The exact details of the dataset are not particularly important for us,
we just need some sample data to graph.

For another example of linear regression using this same dataset,
see scikit-learn's [Linear Regression Example](https://scikit-learn.org/stable/auto_examples/linear_model/plot_ols.html).

Let's start with loading the dataset.

In [None]:
import math

import matplotlib.pyplot
import sklearn.datasets
import sklearn.linear_model

# Load a dataset.
# The exact details of this dataset don't matter, we are just using it as sample data points.
dataset = sklearn.datasets.load_diabetes(as_frame = True)

# Get the features and targets/labels.
features = dataset['data']
targets = dataset['target']

# We only care about the first feature (so we can graph it).
# Note that the data has been normalized, so it may not look like what you may expect from "BMI".
# But this is no problem for us, since we just interested in the data for graphing.
features = features['bmi']

# Grab a subset of the data points so we can see them easier on the graph.
# (We happen to know that the last 20 look pretty good for graphing.)
features = features[-20:]
targets = targets[-20:]

# sklearn tends to prefer data as numpy ndarrays.
# The reshape "stacks" our horizontal list (1 row, many columns)
# into a vertical list (many rows, 1 column).
features = features.to_numpy().reshape(-1, 1)
targets = targets.to_numpy().reshape(-1, 1)

print(features[0:10])
print(targets[0:10])

Now that we have some data, let's just plot it.

In [None]:
# The 'k.' tells matplotlib to use a "black dot" when plotting.
matplotlib.pyplot.plot(features, targets, 'k.')
matplotlib.pyplot.show()

We can see a slight increasing pattern,
but it will be easier to see once we have a line that is fit to the data.

In [None]:
# Train a linear regressor on the data.
regressor = sklearn.linear_model.LinearRegression()
regressor.fit(features, targets)

# Have the regressor predict back the line it fit.
# (Make a prediction for each data point and graph it (which essentially gives us back the line).)
predictions = regressor.predict(features)

# Plot the actual data points.
# The 'k.' tells matplotlib to use a "black dot" when plotting.
matplotlib.pyplot.plot(features, targets, 'k.')

# Plot the predictions.
# The 'g-' tells matplotlib to use a "green line" when plotting.
matplotlib.pyplot.plot(features, predictions, 'g-')

matplotlib.pyplot.show()

Looks pretty cool!

But how good does the newly-fitted line actually fit the data?

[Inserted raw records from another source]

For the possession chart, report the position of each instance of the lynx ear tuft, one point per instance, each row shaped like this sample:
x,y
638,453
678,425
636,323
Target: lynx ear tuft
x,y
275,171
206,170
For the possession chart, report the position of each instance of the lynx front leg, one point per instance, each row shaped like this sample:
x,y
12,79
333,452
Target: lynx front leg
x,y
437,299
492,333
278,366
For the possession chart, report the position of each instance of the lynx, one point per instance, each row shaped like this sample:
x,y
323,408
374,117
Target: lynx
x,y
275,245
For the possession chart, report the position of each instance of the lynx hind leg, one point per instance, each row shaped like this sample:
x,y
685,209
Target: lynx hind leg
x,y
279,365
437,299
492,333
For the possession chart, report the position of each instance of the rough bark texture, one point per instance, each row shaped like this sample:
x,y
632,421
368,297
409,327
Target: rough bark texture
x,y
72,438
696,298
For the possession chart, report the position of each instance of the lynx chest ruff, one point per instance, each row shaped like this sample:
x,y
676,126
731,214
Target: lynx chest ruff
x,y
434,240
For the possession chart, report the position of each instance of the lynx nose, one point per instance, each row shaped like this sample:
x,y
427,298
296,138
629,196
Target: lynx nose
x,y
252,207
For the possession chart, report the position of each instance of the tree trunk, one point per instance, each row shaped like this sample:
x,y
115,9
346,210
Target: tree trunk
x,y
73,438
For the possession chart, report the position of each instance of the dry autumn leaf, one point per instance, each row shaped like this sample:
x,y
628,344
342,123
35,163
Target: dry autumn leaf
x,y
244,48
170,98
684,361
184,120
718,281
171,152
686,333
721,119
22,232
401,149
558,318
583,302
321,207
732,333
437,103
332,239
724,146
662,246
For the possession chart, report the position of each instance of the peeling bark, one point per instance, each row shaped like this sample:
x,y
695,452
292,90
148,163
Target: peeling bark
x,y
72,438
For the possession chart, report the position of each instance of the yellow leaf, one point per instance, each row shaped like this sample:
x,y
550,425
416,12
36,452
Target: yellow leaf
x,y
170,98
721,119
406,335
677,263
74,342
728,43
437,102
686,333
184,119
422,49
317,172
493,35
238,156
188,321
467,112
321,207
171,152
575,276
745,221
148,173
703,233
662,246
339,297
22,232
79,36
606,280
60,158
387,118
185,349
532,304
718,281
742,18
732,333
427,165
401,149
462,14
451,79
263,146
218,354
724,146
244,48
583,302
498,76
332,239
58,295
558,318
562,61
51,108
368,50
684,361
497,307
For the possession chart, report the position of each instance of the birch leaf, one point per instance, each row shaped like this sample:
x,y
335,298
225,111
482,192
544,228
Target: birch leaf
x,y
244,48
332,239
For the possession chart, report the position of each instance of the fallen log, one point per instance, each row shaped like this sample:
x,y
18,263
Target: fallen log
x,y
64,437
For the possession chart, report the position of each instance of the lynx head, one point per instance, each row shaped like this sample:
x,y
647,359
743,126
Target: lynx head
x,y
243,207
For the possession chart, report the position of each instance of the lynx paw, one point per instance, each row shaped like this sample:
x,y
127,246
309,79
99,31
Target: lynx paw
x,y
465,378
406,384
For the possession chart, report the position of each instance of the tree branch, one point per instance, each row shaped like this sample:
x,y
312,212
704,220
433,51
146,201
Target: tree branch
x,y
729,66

We have already talked about error and have seen RMSE.
Let's take a look (and graph!) the error for this regression.

In [None]:
rmse = 0.0

for i in range(len(features)):
    feature = features[i]
    target = targets[i]
    prediction = predictions[i]
    
    error = target - prediction
    rmse += (error ** 2)
    
    # Draw a red line ('r-') between the true target (located at the point (feature, target))
    # and the prediction (located at the point (feature, prediction)).
    matplotlib.pyplot.plot([feature, feature], [target, prediction], 'r-')

# Put the real targets and predictions on the plot again.
matplotlib.pyplot.plot(features, targets, 'k.')
matplotlib.pyplot.plot(features, predictions, 'g-')

matplotlib.pyplot.show()

# Vector operations (`target - prediction`) causes rmse to be a vector (1-dimensional numpy array),
# so we need to pull out the desired value.
rmse = rmse[0]

rmse = math.sqrt(rmse / len(features))
print("RMSE: %3.2f" % (rmse))

Now we not only have the numerical RMSE, but we can also see how far away the prediction is for each true target.